From Summa Theologiae, IIa-IIae, question 23, article 1:
Objection 1. It would seem that charity is not friendship. For nothing is so appropriate to friendship as to dwell with one’s friend, according to the Philosopher (Ethic. viii, 5). Now charity is of man towards God and the angels, “whose dwelling [Douay: ‘conversation’] is not with men” (Daniel 2:11). Therefore charity is not friendship.
Objection 2. Further, there is no friendship without return of love (Ethic. viii, 2). But charity extends even to one’s enemies, according to Matthew 5:44: “Love your enemies.” Therefore charity is not friendship.
Objection 3. Further, according to the Philosopher (Ethic. viii, 3) there are three kinds of friendship, directed respectively towards the delightful, the useful, or the virtuous. Now charity is not the friendship for the useful or delightful; for Jerome says in his letter to Paulinus which is to be found at the beginning of the Bible: “True friendship cemented by Christ, is where men are drawn together, not by household interests, not by mere bodily presence, not by crafty and cajoling flattery, but by the fear of God, and the study of the Divine Scriptures.” No more is it friendship for the virtuous, since by charity we love even sinners, whereas friendship based on the virtuous is only for virtuous men (Ethic. viii). Therefore charity is not friendship.

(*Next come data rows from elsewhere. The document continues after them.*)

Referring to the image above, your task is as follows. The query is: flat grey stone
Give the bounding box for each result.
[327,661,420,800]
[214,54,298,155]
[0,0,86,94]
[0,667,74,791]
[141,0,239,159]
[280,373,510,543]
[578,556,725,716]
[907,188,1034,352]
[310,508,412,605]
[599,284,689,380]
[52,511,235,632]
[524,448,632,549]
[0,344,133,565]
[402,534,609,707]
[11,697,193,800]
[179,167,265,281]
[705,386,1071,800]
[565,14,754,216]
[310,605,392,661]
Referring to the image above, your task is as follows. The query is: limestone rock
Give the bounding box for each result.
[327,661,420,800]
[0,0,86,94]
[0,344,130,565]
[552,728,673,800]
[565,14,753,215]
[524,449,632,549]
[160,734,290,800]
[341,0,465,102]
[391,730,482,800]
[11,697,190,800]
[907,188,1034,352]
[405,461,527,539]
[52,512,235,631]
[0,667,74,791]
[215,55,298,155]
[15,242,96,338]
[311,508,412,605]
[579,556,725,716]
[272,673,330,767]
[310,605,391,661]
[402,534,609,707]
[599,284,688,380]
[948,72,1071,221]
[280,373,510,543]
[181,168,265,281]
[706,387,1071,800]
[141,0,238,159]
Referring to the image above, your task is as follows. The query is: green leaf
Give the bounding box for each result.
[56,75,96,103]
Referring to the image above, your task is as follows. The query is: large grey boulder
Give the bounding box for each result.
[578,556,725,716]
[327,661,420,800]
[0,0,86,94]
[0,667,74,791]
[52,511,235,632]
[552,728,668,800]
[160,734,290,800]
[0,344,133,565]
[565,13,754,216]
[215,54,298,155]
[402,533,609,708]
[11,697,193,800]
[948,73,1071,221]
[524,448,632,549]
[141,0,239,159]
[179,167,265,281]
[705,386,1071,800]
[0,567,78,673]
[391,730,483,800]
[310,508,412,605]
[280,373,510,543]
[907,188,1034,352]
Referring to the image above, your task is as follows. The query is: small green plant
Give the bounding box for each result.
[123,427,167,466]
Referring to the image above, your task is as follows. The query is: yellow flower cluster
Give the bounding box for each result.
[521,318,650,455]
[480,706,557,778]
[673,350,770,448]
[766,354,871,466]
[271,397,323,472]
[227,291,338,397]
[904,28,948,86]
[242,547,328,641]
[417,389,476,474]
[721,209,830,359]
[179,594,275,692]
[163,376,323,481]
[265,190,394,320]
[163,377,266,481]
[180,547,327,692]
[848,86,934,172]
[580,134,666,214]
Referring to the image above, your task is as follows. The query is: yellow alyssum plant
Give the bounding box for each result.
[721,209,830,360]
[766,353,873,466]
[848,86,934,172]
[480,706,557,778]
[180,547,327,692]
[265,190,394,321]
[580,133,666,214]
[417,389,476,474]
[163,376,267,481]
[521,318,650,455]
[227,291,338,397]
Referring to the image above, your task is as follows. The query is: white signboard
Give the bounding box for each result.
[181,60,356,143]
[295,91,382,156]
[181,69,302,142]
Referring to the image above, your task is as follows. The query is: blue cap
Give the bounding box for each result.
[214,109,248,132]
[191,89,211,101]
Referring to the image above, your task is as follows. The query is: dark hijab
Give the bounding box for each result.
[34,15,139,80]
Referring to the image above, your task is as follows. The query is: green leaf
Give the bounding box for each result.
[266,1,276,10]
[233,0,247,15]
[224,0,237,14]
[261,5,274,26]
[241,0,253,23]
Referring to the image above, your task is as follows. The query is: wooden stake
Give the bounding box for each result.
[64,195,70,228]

On the contrary, It is written (John 15:15): “I will not now call you servants . . . but My friends.” Now this was said to them by reason of nothing else than charity. Therefore charity is friendship.
I answer that, According to the Philosopher (Ethic. viii, 2,3) not every love has the character of friendship, but that love which is together with benevolence, when, to wit, we love someone so as to wish good to him. If, however, we do not wish good to what we love, but wish its good for ourselves, (thus we are said to love wine, or a horse, or the like), it is love not of friendship, but of a kind of concupiscence. For it would be absurd to speak of having friendship for wine or for a horse.
Yet neither does well-wishing suffice for friendship, for a certain mutual love is requisite, since friendship is between friend and friend: and this well-wishing is founded on some kind of communication.
Accordingly, since there is a communication between man and God, inasmuch as He communicates His happiness to us, some kind of friendship must needs be based on this same communication, of which it is written (1 Corinthians 1:9): “God is faithful: by Whom you are called unto the fellowship of His Son.” The love which is based on this communication, is charity: wherefore it is evident that charity is the friendship of man for God.
Reply to Objection 1. Man’s life is twofold. There is his outward life in respect of his sensitive and corporeal nature: and with regard to this life there is no communication or fellowship between us and God or the angels. The other is man’s spiritual life in respect of his mind, and with regard to this life there is fellowship between us and both God and the angels, imperfectly indeed in this present state of life, wherefore it is written (Philippians 3:20): “Our conversation is in heaven.” But this “conversation” will be perfected in heaven, when “His servants shall serve Him, and they shall see His face” (Apocalypse 22:3-4). Therefore charity is imperfect here, but will be perfected in heaven.
Reply to Objection 2. Friendship extends to a person in two ways: first in respect of himself, and in this way friendship never extends but to one’s friends: secondly, it extends to someone in respect of another, as, when a man has friendship for a certain person, for his sake he loves all belonging to him, be they children, servants, or connected with him in any way. Ondeed so much do we love our friends, that for their sake we love all who belong to them, even if they hurt or hate us; so that, in this way, the friendship of charity extends even to our enemies, whom we love out of charity in relation to God, to Whom the friendship of charity is chiefly directed.
Reply to Objection 3. The friendship that is based on the virtuous is directed to none but a virtuous man as the principal person, but for his sake we love those who belong to him, even though they be not virtuous: in this way charity, which above all is friendship based on the virtuous, extends to sinners, whom, out of charity, we love for God’s sake.
I see how there’s oftentimes a “friendship of charity” that extends to friends of your friends: people you put up with, treat well, or otherwise show grace towards, despite (say) having nothing in common with them or even positively disliking them–because they’re your friend’s friend. This is fairly common. You see it in everything from wedding drama (e.g. bridesmaids putting aside their differences and acting cordially for their friend’s sake during a bachelorette party) to business transactions (e.g. renting a flat to someone solely on the basis of a personal referral). (And if these examples aren’t convincing, there are plenty others.) However, I don’t see why this should be unique to friendship. You find the same sort of thing in romantic relationships too (e.g. befriending your spouse’s friends or, conversely, befriending your friend’s spouse), even when friendship isn’t involved (e.g. loving your spouse’s difficult parents or siblings). There’s nothing special about *friendship* in particular. So yes, agape does extend philia–but it’s equally true that it extends eros, storge, etc. In that case, I don’t see why charity should be thought of as a type of friendship at all (at least not for reasons re: objection/reply 2).